Large language models (LLMs) remain vulnerable to jailbreak prompts that are fluent and semantically coherent, and therefore difficult to detect with standard heuristics. A particularly challenging failure mode occurs when an attacker tries to hide the malicious goal of their request by manipulating its framing to induce compliance. Because these attacks maintain malicious intent through a flexible presentation, defenses that rely on structural artifacts or goal-specific signatures can fail. Motivated by this, we introduce a self-supervised framework for disentangling semantic factor pairs in LLM activations at inference. We instantiate the framework for goal and framing and construct GoalFrameBench, a corpus of prompts with controlled goal and framing variations, which we use to train Representation Disentanglement on Activations (ReDAct) module to extract disentangled representations in a frozen LLM. We then propose FrameShield, an anomaly detector operating on the framing representations, which improves model-agnostic detection across multiple LLM families with minimal computational overhead. Theoretical guarantees for ReDAct and extensive empirical validations show that its disentanglement effectively powers FrameShield. Finally, we use disentanglement as an interpretability probe, revealing distinct profiles for goal and framing signals and positioning semantic disentanglement as a building block for both LLM safety and mechanistic interpretability.

🔍 Key Points

  • Introduction of a self-supervised framework for disentangling goal and framing signals in LLM activations, which enhances detection of jailbreak attempts.
  • Development of GoalFrameBench, a benchmark corpus for controlled evaluation of goal-framing variations in prompts, facilitating targeted defense research against jailbreaks.
  • Presentation of ReDAct, a module for Representation Disentanglement on Activations, which extracts distinct representations from LLM layers with minimal overhead.
  • Proposal of FrameShield, an anomaly detection framework that successfully identifies goal-preserving framing attacks with improved accuracy across several LLMs.
  • The study provides insights into the organization of semantic information in LLMs, enhancing mechanistic interpretability and LLM safety.

💡 Why This Paper Matters

This paper presents a significant advance in the understanding and detection of jailbreaks in large language models by systematically addressing the framing strategies that attackers employ. The introduction of novel methodologies, such as the GoalFrameBench and the ReDAct module, establishes new benchmarks in the field of LLM safety, making a substantial contribution to ensuring the integrity and security of these models against adversarial prompt manipulations. The results indicate a clear pathway toward more robust defenses against sophisticated attacks, thus holding vital implications for the responsible deployment of AI technologies.

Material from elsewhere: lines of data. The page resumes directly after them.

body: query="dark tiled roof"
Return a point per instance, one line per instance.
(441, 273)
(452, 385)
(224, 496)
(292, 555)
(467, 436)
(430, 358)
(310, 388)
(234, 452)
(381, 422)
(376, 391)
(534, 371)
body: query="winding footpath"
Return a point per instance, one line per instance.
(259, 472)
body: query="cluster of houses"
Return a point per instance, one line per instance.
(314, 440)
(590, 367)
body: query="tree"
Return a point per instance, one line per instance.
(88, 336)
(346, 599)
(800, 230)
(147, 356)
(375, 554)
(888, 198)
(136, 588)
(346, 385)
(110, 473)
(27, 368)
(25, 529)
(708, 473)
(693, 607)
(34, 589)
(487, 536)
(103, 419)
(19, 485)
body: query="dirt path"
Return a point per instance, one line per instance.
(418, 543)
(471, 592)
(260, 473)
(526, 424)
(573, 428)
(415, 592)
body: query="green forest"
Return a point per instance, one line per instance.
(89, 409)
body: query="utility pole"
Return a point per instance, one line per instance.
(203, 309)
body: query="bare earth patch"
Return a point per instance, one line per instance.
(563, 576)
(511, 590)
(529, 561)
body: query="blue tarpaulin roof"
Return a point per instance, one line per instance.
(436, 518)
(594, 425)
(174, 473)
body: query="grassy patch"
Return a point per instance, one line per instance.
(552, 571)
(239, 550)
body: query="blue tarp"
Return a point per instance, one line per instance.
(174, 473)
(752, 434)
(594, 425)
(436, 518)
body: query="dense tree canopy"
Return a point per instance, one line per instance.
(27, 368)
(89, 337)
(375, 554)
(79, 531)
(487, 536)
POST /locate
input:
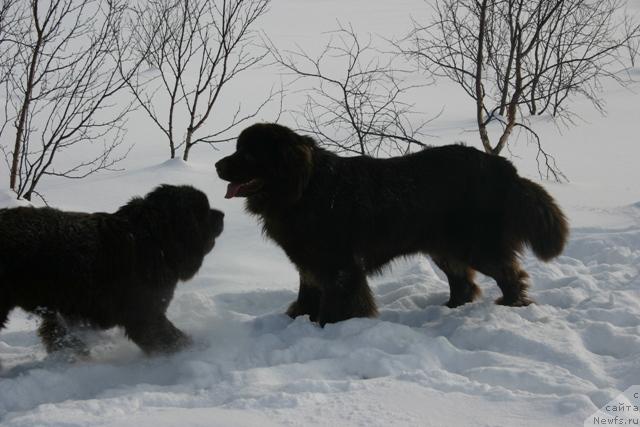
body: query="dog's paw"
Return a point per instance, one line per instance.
(521, 301)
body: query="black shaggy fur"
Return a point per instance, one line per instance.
(340, 219)
(106, 269)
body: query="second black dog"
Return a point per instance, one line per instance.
(105, 269)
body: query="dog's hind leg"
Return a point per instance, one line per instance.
(512, 281)
(346, 294)
(460, 276)
(56, 336)
(309, 297)
(156, 334)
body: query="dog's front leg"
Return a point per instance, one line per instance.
(346, 295)
(309, 298)
(156, 334)
(56, 336)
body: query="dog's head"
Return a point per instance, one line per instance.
(272, 164)
(177, 221)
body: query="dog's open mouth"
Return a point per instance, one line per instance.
(243, 189)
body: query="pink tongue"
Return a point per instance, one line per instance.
(232, 190)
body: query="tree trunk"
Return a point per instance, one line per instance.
(482, 127)
(24, 110)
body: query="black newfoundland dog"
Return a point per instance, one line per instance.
(103, 269)
(339, 219)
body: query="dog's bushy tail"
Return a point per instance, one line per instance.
(538, 220)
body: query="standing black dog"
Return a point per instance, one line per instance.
(339, 219)
(105, 269)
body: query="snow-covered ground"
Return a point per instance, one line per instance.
(550, 364)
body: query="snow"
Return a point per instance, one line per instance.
(419, 363)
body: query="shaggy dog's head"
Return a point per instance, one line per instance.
(177, 222)
(271, 165)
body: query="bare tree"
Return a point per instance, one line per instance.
(60, 90)
(518, 58)
(360, 109)
(196, 47)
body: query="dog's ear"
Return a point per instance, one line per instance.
(297, 165)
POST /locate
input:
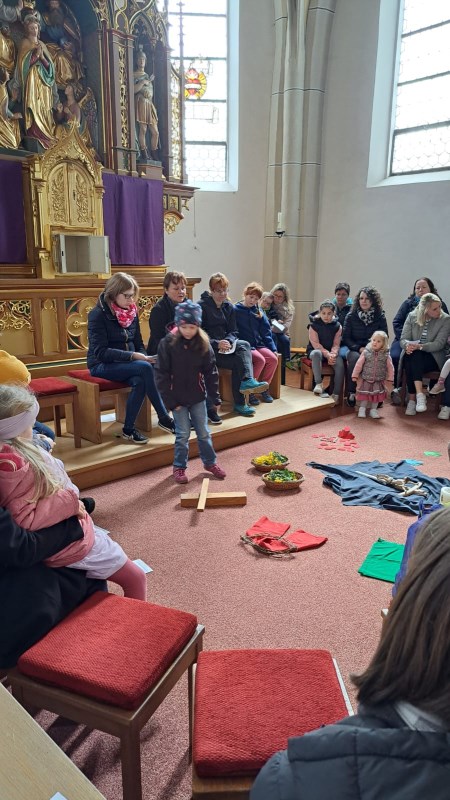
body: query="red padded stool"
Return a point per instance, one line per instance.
(54, 393)
(247, 703)
(109, 665)
(89, 390)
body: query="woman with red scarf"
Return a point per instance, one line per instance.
(117, 353)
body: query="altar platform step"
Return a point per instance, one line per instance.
(96, 464)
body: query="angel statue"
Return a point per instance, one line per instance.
(79, 108)
(62, 35)
(145, 110)
(10, 134)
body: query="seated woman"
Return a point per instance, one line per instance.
(421, 286)
(424, 340)
(254, 327)
(397, 745)
(219, 322)
(366, 317)
(116, 352)
(281, 315)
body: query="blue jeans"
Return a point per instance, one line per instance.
(183, 417)
(139, 375)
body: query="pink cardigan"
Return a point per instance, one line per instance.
(17, 487)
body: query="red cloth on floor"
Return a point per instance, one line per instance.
(304, 540)
(266, 525)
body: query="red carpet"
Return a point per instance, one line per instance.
(316, 599)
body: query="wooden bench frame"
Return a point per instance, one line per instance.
(123, 723)
(89, 412)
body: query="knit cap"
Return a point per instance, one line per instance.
(188, 312)
(12, 370)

🎯 Why It's Interesting for AI Security Researchers

The research is highly relevant to AI security researchers as it not only sheds light on the mechanisms behind jailbreak attacks but also offers effective countermeasures that can be generalized across multiple LLM architectures. Understanding how framing can manipulate model behavior provides crucial insights into potential vulnerabilities, while the developed tools and datasets can serve as benchmarks for future security testing and enhancement of AI models. The findings from this paper could guide researchers in creating more robust models, ultimately improving the resilience of AI systems to adversarial risks.